I am making an application to access a particular email account hosted on an Exchange 2003 server and do some stuff to the unread emails found. I do not really know very much about how MAPI works, so I wouldn't be too surprised if I have missed something very obvious! I am (unfortunately) using C#, I have read about the issues this may cause (and am dreading the repercussions, but my boss wants it done like this so..).

I am struggling to find any good info on how to connect to a specific account! The application will be run from someones laptop (let's say mine), so there will be a default account that Outlook connects to when opened. So:

  • Is it possible to connect to another account from a machine where the user already has there own account and probably has Outlook open?

  • If it is possible. How do I do this? When initiating the Outlook interop objects the application automatically gets the users account and sets the current user to that. I had hoped the Logon() method would sort this but no. Even just running Outlook.Application olApp = new Outlook.Application(); Goes and sets the current user to the standard account.

I hope I am making sense (probably not), but feel free to ask more detailed questions in the comments and I will reply as quickly as possible. Like I said, I know very little about MAPI and Exchange so I am struggling with how to phrase my question.

Was it helpful?

Solution

If you want to connect to a specific email account in Exchange 2003 you need to use WebDAV, CDOEX, or ExOLEDB. If you were using Exchange 2007+ you could use EWS.

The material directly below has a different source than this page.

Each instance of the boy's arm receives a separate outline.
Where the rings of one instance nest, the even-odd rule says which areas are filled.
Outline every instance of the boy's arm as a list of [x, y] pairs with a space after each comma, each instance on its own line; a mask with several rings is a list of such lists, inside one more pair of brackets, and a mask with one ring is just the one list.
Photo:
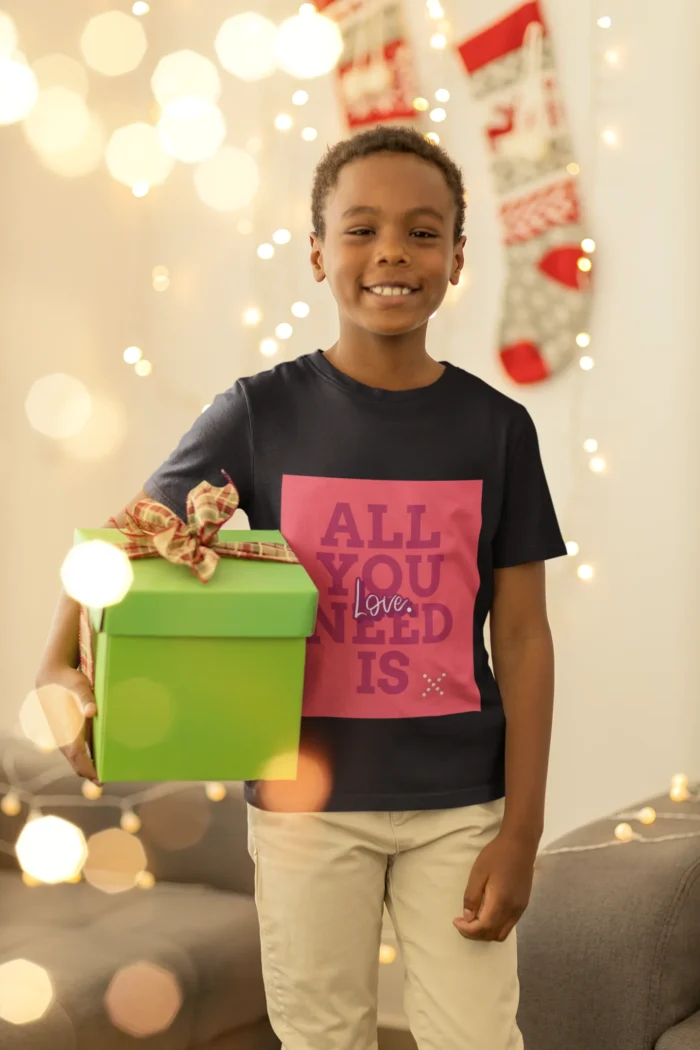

Outlook Interop will only let you connect as the interactive desktop account (current logged in user). The only way to connect to other accounts is if the current interactive account has added the shared mailbox.

OTHER TIPS

If you have 2 accounts defined on one machine, you can use following: example

Outlook.Application app = new Outlook.Application();
Outlook.NameSpace ns = app.GetNamespace("MAPI");

// optional
//object missing = Type.Missing;
//ns.Logon(missing, missing, true, false);

// additional email address 
string recipientName = "myEmail@myDomain";

Outlook.Recipient recip = ns.CreateRecipient(recipientName);
recip.Resolve();

if (recip.Resolved)
{
Outlook.MAPIFolder inboxFolder = ns.GetSharedDefaultFolder(recip, Outlook.OlDefaultFolders.olFolderInbox);
}

You can also use Redemption for that - run your code as a domain user who can access the mailboxes in question, call RDOSession.LogonExchangeMailbox for that user, then open other users' mailboxes using RDOSession.GetSharedMailbox/GetSharedDefaultFolder.

Since Exchange 2013 no longer allows old style RPC connections (only RPC-over-HTTP or MAPI-over-HTTP), you can use RDOSession.LogonHostedExchangeMailbox (works for both Exchange 2013 and Exchange 2010).